Welles went to New York, where Cornell also engaged him to play Mercutio. Theater in 20's New York was both much more sophisticated and much more simple than today. It was very easy to produce a new play on Broadway for an enthusiastic audience, but nobody had done Shakespeare on Broadway for the ten years since John Barrymore played Hamlet. Few actors even knew anything about Shakespeare, so at eighteen, Orson Welles was not just playing Mercutio on Broadway, but was considered Broadway's foremost Shakespeare expert. On the side, Welles made extra money by doing $2 fortune readings, for which he borrowed, probably stole, a turban and cape from the theater. Welles was apparently good at it, and he later said "I believe I saw and deduced things my conscious mind did not record."

Rehearsals were in the spring, but the Broadway debut was not until the fall. Shakespeare was too difficult to take on tour to the South, so Orson was told his services were not needed over the summer. So instead, Welles founded a summer stock festival in rural Illinois for which through a series of telegrams he persuaded  the two main actors he knew from the Gate Theater in Dublin to help him found - for which they cancelled tour of Spain, Portugal, Morocco, Paris, and London. It was moderately successful, but it was in this summer stock company that he met a leggy blonde whose parents were about to present her in her society debut. She recited a monologue from Henry VI at her audition, that was all it needed for the Orson and Virginia Nicholson to become a pair. Her parents had to cancel the debutante ball.

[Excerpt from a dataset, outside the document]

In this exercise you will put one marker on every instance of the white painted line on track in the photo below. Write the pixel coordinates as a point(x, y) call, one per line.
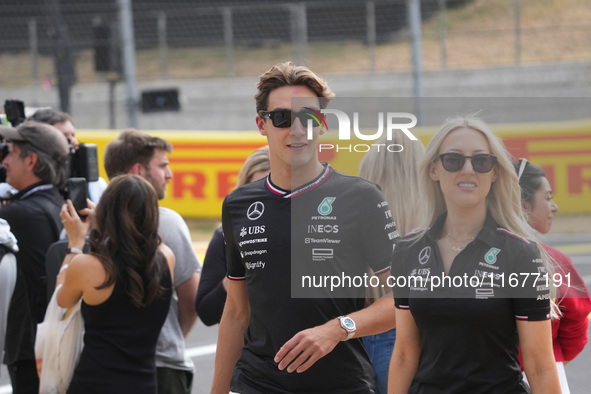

When he arrived back in New York, he was told he was demoted to Tybalt because an untrained movie star would take the role of Mercutio - then as now, movie stars sell more tickets than actors. The reviews didn't have much to say about Welles, but one person did notice: John Houseman, Welles's soon to be producer and a theater director in his own right. Here's what Houseman had to say:
When the furious Tybalt appeared sudenly in that sunlit Verona square: death, in scarlet and black, in the form of a monstrous boy--flat-footed and graceless, yet swift and agile; soft as jelly one moment and uncoiled, the next, in a spring of such furious energy that, once released, it could be checked by no human intervention. What made this figure so obscene and terrible was the pale, shiny child's face under the unnatural growth of dark beard, from which there issued a voice of such clarity and power that it tore like a high wind through the genteel modulated voices of the well-trained professionals around him. "Peace! I hate the word as I hate Hell!" cried the sick boy, as he shuffled along, driven by some irresistible interior violence to kill and soon, himself, inevitably, to die. Orson Welles' initial impact -- if one was sensitive or allergic to it -- was unforgettable.